With both Eloy Jimenez and Luis Robert out with injuries for several months, the White Sox need some big bats in the lineup to pick up the slack. Pujols already has a connection to manager Tony La Russa, as they won two World Series together in St. Louis. He’s a threat to hit a homer every time he enters the box. Over his 21-year career, Pujols has hit 667 homers, good for fifth-most in MLB history. In addition, his 2112 RBI are the third-most in MLB history. So adding a player of Pujols’ caliber is a no-brainer, right?
Not so fast.
Even given everything listed in the previous paragraph, Pujols really isn’t the perfect fit for the Sox. What Rick Hahn and La Russa really need are people who can play the outfield, not another 1B/DH. With two thirds of the projected starting outfield, plus super sub outfielder Adam Engel on the IL, the White Sox are left with Adam Eaton, Billy Hamilton, Leury Garcia and Andrew Vaughn as the only outfielders on the team— and Vaughn just started playing the outfield at the tail end of Spring Training this year.

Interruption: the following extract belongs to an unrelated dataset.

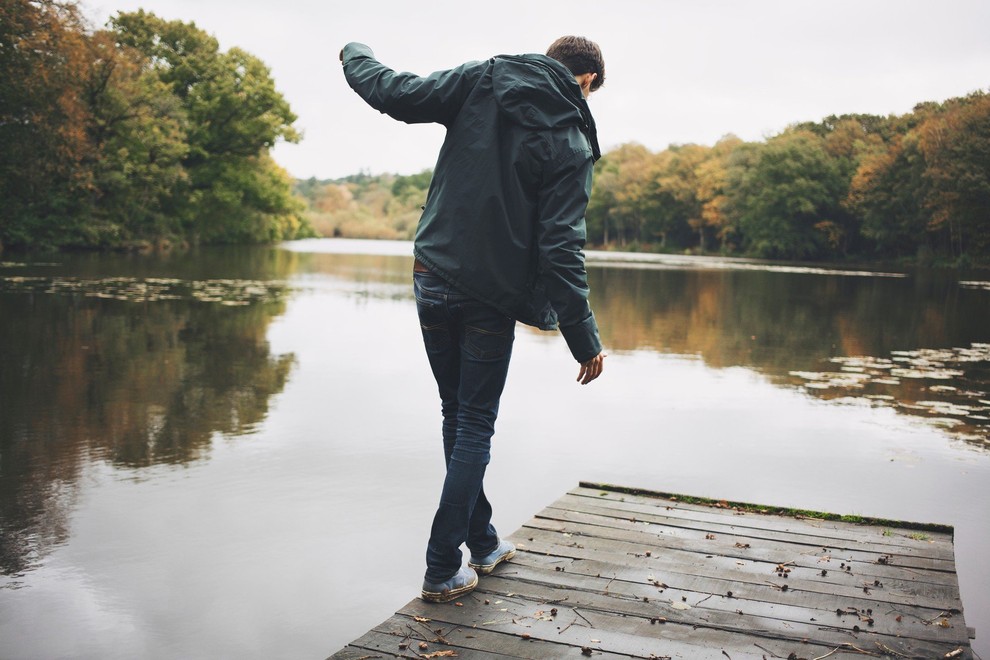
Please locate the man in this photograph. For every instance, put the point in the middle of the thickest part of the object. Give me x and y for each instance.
(500, 240)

Jake Lamb has made a few appearances in the outfield as La Russa scrambles to find bodies to put out there, but like Vaughn, he had never played the outfield before in his professional career.
In fact, adding Pujols would create an even bigger logjam around a crowded 1B/DH group. José Abreu has started all but two of the White Sox’ games at first, so that’s pretty much out when trying to work in Pujols. Then, Yermín Mercedes has demanded playing time at DH with his .386 average and mammoth home runs. After that, La Russa has to find time for Zack Collins to get his at-bats, since Yasmani Grandal has started 20 of the team’s 29 games at catcher. Of course, there’s Vaughn and Lamb as well, two players who are really better suited for 1B/DH than the outfield.
Pujols is a three-time MVP, 10-time All Star, has won two Gold Gloves, six Silver Sluggers, and was named NL Rookie of the Year in 2001. Again, he is a first-ballot Hall of Famer and likely can find a home somewhere among MLB’s 32 teams. However, the South Side might not be the best place for him.